Page 4 of The Sledding Hill

Since his dad and I checked out, Eddie has added considerable mileage to his running and biking routines. A pounding heart has become the different drumbeat to which he marches. (Death brings out the lyricist in me. I know words I never heard. In every language.) For one thing, in his mind my evil twin has a harder time keeping up with him if he’s on the move, and he can think better, which is about all he’s doing these days. Since he’s not talking, he’s not a lot of fun to hang around with, and he was never all that sociable anyway, so it’s not like kids are lining up to be his good buddy. He tends to shoot from the lip with them as much as with adults. Apart from his dad and my dad, I was about the only person who understood him.

  I could bump him on these runs because he leaves all kinds of avenues open, but I’m not ready to take the chance of running him off the road. He’s wondering today why he’s so mad at me. It’s not the haunting, he thinks. That’s not even real. It couldn’t be. But I’m mad. I’m mad all the time. Billy gets killed, and then I’m mad at him. That’s harsh. But if he were here, I’d punch him. I would. I’d punch him. I mean, how dumb was it to kick a stack of Sheetrock that weighs twice as much as you do and then turn your back on it? Why couldn’t you of just paid attention, Billy? Nothin’s ever gonna be the same. Nothin’. He quickens his pace.

  Once you’re dead you know everything turns out okay—in the way long run—and I’d like to tell him that, but it’s not my place.
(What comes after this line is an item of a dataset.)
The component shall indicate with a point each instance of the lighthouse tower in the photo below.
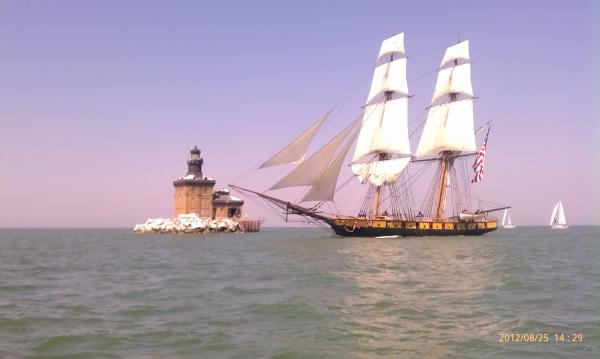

And the anger has a purpose; to keep the sadness at bay.

  His mind bounces to Tarter. Man, I am headed for SO much trouble. No single kid ever took him on and lived to tell about it. That’s why I need Billy. If he was here I wouldn’t be wimping out getting baptized, ’cause he wouldn’t be FREAKING ME OUT ALL OVER THE PLACE. I mean, what if it doesn’t even work? What if I go givin’ my life to Jesus and Jesus knows I’m just doing it to not be scared? If there’s a Jesus, he probably doesn’t fall for stuff. I hate it that God and him can get inside your head. Like how are you s’posed to get any privacy?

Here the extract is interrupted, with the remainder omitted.